Расиновские «сумерки». И вот мы в сердцевине ра-синовского фантазма: в самом соотношении субстанций, составляющих образ, претворена коллизия палача и жертвы, их диалектика. Образ — это конфликт в живописном, театрализованном выражении, он воспроизводит реальность через игру антиномических субстанций. Эротическая сцена — это театр в театре. Она стремится передать самый напряженный, но и самый трудноуловимый момент борьбы — тот момент, когда сияние вот-вот проникнет в тень. Ибо здесь мы наблюдаем настоящую инверсию общеупотребительной метафоры: в расиновском фантазме свет не тонет во мраке, мрак ничего не поглощает. Происходит обратное: мрак пронизывается светом, тень разрушается, сопротивляется и капитулирует. Именно эта напряженная неопределенность, этот крохотный миг, когда солнце окружает ночь (тем самым делая ночь видимой), но еще не разрушает ее — этот миг и составляет то, что можно назвать расиновскими сумерками. Светотень — опора распознавания образов дешифровки; расиновские сумерки как раз и представляют собой картину и вместе с тем театр — если угодно, живую картину — то есть застывшее движение, открытое для бесконечно возобновляющихся прочтений. Большие расиновские картины всегда воспроизводят эту великую мифологическую (и театральную) битву тени и света: с одной стороны, ночь, тени, прах, слезы, сон, безмолвие, робкая кротость, непрерывное пребывание; с другой стороны — резкость и пронзительность: оружие, орлы, фасции, факелы, знамена, крики, сверкающие одежды, лен, пурпур, золото, сталь, костер, пламя, кровь. Между этими двумя классами субстанций происходит взаимодействие, которое грозит перерасти во взаимообмен, чего, однако, никогда не случается; это взаимодействие можно определить словами «контрастное взаимовыделение»: (Расин употребляет в этом случае именно глагол выделять (relever). Такое взаимовыделение и составляет формообразующий акт расиновских сумерек.

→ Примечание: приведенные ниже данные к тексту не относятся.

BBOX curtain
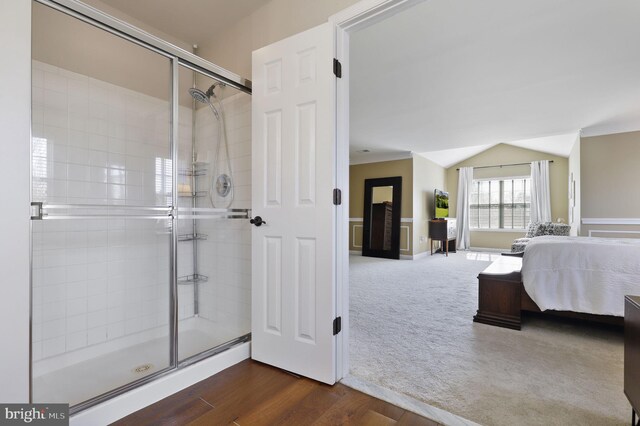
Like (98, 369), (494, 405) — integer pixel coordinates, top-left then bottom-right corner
(456, 167), (473, 250)
(531, 160), (551, 222)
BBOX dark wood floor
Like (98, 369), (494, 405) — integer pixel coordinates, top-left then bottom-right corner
(114, 360), (438, 426)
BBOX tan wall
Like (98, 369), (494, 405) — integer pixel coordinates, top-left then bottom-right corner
(413, 155), (448, 255)
(349, 158), (413, 254)
(198, 0), (358, 79)
(447, 144), (569, 249)
(371, 186), (393, 204)
(580, 132), (640, 238)
(32, 1), (193, 105)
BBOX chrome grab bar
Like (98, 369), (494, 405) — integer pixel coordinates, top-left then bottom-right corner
(31, 202), (251, 220)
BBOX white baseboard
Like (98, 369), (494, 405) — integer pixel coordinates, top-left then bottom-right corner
(469, 247), (504, 253)
(356, 250), (429, 260)
(69, 342), (251, 426)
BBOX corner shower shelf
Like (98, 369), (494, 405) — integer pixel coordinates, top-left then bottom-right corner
(178, 191), (208, 198)
(178, 162), (209, 176)
(178, 234), (208, 241)
(178, 274), (209, 285)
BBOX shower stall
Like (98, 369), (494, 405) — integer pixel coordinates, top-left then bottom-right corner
(31, 0), (251, 413)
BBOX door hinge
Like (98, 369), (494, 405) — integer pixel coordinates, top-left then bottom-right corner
(333, 188), (342, 206)
(333, 317), (342, 336)
(333, 58), (342, 78)
(31, 201), (43, 220)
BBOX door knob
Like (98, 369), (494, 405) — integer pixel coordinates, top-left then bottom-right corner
(249, 216), (267, 226)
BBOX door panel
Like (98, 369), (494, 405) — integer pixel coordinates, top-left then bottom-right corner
(252, 24), (336, 384)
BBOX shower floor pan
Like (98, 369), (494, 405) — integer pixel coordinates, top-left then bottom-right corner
(32, 318), (248, 406)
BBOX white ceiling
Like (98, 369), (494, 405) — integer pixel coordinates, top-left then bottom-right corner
(350, 0), (640, 165)
(101, 0), (270, 45)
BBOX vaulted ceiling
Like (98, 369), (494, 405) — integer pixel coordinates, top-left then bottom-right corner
(350, 0), (640, 164)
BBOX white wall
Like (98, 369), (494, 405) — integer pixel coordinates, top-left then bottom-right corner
(0, 1), (31, 403)
(567, 136), (582, 236)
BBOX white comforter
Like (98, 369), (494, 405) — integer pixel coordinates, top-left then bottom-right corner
(522, 236), (640, 317)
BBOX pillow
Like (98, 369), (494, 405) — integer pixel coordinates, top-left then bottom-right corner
(533, 222), (553, 237)
(525, 222), (542, 238)
(548, 223), (571, 236)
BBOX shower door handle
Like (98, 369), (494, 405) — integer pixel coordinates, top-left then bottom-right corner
(249, 216), (267, 226)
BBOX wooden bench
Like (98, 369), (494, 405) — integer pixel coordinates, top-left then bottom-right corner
(473, 256), (522, 330)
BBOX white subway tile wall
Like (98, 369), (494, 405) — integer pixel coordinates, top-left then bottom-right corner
(32, 61), (172, 361)
(32, 61), (251, 361)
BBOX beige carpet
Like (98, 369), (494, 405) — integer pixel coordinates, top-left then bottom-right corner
(350, 252), (631, 426)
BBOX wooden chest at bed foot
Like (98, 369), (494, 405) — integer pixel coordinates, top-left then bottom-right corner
(473, 256), (522, 330)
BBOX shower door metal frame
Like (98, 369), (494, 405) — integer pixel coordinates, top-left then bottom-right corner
(29, 0), (251, 414)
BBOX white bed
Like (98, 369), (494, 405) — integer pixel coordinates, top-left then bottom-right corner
(522, 236), (640, 317)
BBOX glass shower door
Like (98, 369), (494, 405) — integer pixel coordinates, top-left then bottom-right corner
(176, 66), (251, 365)
(31, 3), (175, 411)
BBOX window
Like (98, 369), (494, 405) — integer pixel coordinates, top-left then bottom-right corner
(470, 177), (531, 229)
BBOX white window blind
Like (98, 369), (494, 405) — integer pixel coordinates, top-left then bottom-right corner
(469, 177), (531, 229)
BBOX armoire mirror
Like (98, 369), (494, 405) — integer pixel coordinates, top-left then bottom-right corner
(362, 176), (402, 259)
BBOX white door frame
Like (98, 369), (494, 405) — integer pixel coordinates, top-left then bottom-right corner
(329, 0), (426, 381)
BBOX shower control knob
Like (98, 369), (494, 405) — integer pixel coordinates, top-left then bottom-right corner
(249, 216), (267, 226)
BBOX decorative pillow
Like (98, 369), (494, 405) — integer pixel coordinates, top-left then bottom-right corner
(533, 222), (553, 237)
(511, 242), (527, 253)
(548, 223), (571, 236)
(513, 237), (531, 244)
(525, 222), (542, 238)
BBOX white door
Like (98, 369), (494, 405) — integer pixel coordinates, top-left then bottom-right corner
(251, 23), (336, 384)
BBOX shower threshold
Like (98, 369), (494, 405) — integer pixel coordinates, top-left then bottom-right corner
(32, 318), (245, 407)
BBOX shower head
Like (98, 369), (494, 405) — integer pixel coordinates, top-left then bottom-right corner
(189, 84), (220, 119)
(189, 87), (209, 104)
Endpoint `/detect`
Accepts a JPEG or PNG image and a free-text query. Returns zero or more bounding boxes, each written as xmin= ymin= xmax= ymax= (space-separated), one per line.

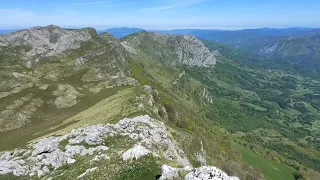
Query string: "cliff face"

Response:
xmin=0 ymin=26 xmax=137 ymax=132
xmin=0 ymin=116 xmax=238 ymax=180
xmin=0 ymin=26 xmax=263 ymax=180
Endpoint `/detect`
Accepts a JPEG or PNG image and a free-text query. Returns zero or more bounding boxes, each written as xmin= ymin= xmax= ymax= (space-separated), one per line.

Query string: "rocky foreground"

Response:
xmin=0 ymin=116 xmax=239 ymax=180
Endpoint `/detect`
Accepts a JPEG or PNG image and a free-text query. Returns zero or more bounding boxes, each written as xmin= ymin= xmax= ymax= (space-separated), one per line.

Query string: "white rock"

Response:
xmin=122 ymin=145 xmax=152 ymax=161
xmin=185 ymin=166 xmax=240 ymax=180
xmin=77 ymin=167 xmax=98 ymax=179
xmin=159 ymin=165 xmax=181 ymax=180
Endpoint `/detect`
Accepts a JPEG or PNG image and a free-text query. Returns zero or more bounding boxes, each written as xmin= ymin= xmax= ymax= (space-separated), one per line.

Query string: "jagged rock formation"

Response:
xmin=0 ymin=26 xmax=137 ymax=132
xmin=0 ymin=25 xmax=91 ymax=64
xmin=0 ymin=116 xmax=237 ymax=180
xmin=121 ymin=32 xmax=218 ymax=67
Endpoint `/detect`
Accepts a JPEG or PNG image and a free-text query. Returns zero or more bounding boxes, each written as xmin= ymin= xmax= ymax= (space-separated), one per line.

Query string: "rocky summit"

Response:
xmin=0 ymin=25 xmax=264 ymax=180
xmin=0 ymin=116 xmax=238 ymax=180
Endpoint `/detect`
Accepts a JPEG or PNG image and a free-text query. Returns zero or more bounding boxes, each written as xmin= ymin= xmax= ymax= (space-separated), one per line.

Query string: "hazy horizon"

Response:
xmin=0 ymin=0 xmax=320 ymax=30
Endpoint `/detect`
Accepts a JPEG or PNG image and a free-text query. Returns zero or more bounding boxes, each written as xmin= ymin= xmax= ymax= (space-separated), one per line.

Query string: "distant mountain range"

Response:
xmin=97 ymin=27 xmax=144 ymax=39
xmin=0 ymin=29 xmax=17 ymax=35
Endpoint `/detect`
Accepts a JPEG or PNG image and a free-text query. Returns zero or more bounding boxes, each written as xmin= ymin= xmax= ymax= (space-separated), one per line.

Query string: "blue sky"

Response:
xmin=0 ymin=0 xmax=320 ymax=29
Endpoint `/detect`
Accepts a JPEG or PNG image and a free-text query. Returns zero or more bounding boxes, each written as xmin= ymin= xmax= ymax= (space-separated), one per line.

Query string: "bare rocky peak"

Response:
xmin=122 ymin=31 xmax=218 ymax=67
xmin=0 ymin=25 xmax=91 ymax=64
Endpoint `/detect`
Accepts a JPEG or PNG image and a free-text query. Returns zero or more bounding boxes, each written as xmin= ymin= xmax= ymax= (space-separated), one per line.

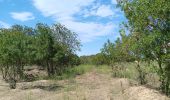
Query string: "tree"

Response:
xmin=0 ymin=25 xmax=30 ymax=88
xmin=118 ymin=0 xmax=170 ymax=93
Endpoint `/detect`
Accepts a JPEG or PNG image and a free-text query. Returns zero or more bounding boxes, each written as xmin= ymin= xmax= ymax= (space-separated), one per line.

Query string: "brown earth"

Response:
xmin=0 ymin=71 xmax=170 ymax=100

У Расина мы обнаруживаем то, что можно назвать фетишизацией человеческих глаз. Понятно, откуда берется такая фетишизация. Глаза по своей природе — это свет, предаваемый тени: глаза, потускневшие в заточении, затуманенные слезами. Идеальное обличье расиновских сумерек — залитые слезами глаза, обращенные к небу14. Этот жест неоднократно воспроизводился в живописи как символ поругаемой невинности. У Расина он, бесспорно, сохраняет указанное значение, но здесь приобретает еще и особый смысл, сугубо субстанциальный: свет очищается водой, утрачивает свое направленное сияние, распластывается, становится благодетельным покрывалом. И более того: само восходящее движение означает здесь, возможно, не столько сублимацию, сколько воспоминание о земле, о темноте, из которой вышли эти глаза; движение тогда оказывается схваченным во всей своей протяженности, изысканно парадоксальным образом оно представляет нам обе стороны, участвующие в конфликте — ив удовольствии.